For each body assigned to a node, the method calculates the force resulting from the interaction with all other bodies. To avoid calculating the force exerted on a body by itself, a condition (if (i != j)) is used. The force is calculated using the formula for universal gravitation, where dx and dy represent the difference in position between two bodies. A small value epsilon is added to the denominator to prevent division by zero in cases of extreme proximity between two bodies.

After calculating the force, the velocity of each body is updated accordingly. This update takes into account the mass of each body and uses the mass multiplier to adjust the impact of the force on the velocity. Updating the velocity is essential for simulating the movement of bodies in response to the forces they experience.
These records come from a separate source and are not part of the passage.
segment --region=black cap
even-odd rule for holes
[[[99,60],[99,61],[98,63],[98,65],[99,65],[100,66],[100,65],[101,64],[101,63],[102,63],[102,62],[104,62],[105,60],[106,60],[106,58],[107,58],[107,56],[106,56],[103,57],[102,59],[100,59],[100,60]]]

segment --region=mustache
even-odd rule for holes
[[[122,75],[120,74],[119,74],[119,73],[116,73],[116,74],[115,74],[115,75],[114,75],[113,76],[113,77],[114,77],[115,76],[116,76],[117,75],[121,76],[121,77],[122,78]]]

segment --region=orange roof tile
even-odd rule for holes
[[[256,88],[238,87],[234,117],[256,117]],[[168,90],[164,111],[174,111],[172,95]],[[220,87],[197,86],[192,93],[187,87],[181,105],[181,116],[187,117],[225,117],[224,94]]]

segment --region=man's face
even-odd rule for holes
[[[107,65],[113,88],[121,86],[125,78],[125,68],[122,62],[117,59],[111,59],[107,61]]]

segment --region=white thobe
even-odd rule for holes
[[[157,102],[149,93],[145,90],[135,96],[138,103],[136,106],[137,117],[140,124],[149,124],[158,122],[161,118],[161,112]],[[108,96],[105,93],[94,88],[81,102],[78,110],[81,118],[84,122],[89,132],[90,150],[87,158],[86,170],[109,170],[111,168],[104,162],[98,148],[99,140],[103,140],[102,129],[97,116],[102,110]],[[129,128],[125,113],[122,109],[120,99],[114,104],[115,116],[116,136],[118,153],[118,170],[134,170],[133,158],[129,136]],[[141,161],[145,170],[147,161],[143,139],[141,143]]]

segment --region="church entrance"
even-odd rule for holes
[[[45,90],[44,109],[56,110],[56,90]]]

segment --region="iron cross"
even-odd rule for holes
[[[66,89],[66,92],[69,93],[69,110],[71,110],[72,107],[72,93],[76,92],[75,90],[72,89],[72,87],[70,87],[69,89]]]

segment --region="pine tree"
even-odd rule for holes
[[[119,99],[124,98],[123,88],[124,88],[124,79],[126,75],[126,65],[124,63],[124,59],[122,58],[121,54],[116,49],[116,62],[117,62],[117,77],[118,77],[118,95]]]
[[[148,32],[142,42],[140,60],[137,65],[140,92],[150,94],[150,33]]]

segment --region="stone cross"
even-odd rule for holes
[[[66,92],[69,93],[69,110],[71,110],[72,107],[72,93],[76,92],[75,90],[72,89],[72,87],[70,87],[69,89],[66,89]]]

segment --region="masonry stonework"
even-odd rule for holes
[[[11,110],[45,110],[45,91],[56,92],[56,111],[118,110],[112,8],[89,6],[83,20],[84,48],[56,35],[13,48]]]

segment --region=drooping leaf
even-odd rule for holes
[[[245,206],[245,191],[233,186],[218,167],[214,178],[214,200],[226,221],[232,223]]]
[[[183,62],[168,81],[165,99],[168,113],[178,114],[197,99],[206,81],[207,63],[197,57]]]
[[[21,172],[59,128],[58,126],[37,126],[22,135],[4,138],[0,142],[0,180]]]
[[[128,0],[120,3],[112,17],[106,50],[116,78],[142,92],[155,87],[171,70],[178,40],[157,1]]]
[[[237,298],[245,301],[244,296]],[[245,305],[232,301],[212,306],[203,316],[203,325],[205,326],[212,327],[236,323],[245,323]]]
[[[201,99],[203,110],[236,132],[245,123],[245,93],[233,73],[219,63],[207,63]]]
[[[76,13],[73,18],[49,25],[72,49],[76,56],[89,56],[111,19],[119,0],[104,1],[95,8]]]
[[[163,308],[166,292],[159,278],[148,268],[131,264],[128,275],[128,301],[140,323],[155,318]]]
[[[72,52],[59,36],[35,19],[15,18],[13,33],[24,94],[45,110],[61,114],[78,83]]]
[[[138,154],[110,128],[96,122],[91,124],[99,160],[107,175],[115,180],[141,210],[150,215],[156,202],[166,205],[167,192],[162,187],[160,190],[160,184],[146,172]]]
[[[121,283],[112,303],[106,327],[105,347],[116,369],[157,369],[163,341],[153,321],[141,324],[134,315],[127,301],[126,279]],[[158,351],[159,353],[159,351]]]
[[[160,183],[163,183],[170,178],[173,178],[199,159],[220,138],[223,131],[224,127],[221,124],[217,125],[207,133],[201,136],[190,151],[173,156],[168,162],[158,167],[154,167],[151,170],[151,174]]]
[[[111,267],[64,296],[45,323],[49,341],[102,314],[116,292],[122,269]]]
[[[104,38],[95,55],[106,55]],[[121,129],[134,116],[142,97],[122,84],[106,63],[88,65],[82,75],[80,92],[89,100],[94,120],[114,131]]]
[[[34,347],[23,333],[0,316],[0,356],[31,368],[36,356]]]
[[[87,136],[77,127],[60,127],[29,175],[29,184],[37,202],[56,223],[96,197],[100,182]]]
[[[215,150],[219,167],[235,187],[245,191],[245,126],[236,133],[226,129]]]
We add a value (epsilon) to our force calculation to limit outliers when two particles come very close. This limits the effects of forces that tend towards infinity due to a division close to 0.

void calculateForces(
    std::vector<Body>& bodies,
    int rank,
    int numProcesses
) {
    const long massMultiplier = 1e12;
    int numBodies = bodies.size();
    int bodiesPerProcess = numBodies / numProcesses;
    int startIdx = rank * bodiesPerProcess;
    int endIdx = startIdx + bodiesPerProcess;

    for (int i = startIdx; i < endIdx; ++i) {
        for (int j = 0; j < numBodies; ++j) {
            if (i != j) {
                double dx = bodies[j].x - bodies[i].x;
                double dy = bodies[j].y - bodies[i].y;
                double dist = sqrt(dx * dx + dy * dy);
                double epsilon = 1e-10;
                double force = (
                    G * bodies[i].mass * massMultiplier
                    * bodies[j].mass * massMultiplier
                ) / (dist * dist * dist + epsilon);
                double fx = force * dx;
                double fy = force * dy;
                bodies[i].vx += fx / (bodies[i].mass * massMultiplier);
                bodies[i].vy += fy / (bodies[i].mass * massMultiplier);
            }
        }
    }
}

Force Calculation Function

updatePositions Method

For each node, updatePositions updates the position based on the current velocity and the time interval dt for each of the bodies in its subset. The new positions are calculated by adding the product of the velocity in each direction (x, y) and the elapsed time dt to the current position.

void updatePositions(
    std::vector<Body>& bodies,
    double dt,
    int rank,
    int numProcesses
) {
    int numBodies = bodies.size();
    int bodiesPerProcess = numBodies / numProcesses;
    int startIdx = rank * bodiesPerProcess;
    int endIdx = startIdx + bodiesPerProcess;

    for (int i = startIdx; i < endIdx; ++i) {
        bodies[i].x += bodies[i].vx * dt;
        bodies[i].y += bodies[i].vy * dt;
        //bodies[i].z += bodies[i].vz * dt;
    }
}

Body Position Update

MPI Initialization

The simulation starts with the initialization of the MPI environment, which is essential for parallel operation:

  • MPI_Init(&argc, &argv); initializes MPI and allows each process to use MPI functions.
  • MPI_Comm_rank and MPI_Comm_size determine the rank and total number of processes in the communicator.
  • MPI_Get_processor_name retrieves the host name for each process.
  • MPI_Comm_set_errhandler sets the error handler for the communicator.

Simulation Setup

The simulation parameters such as the time interval (dt), the total number of bodies (total_bodies), and the number of steps (num_steps) are defined. These parameters can be adjusted via command line arguments.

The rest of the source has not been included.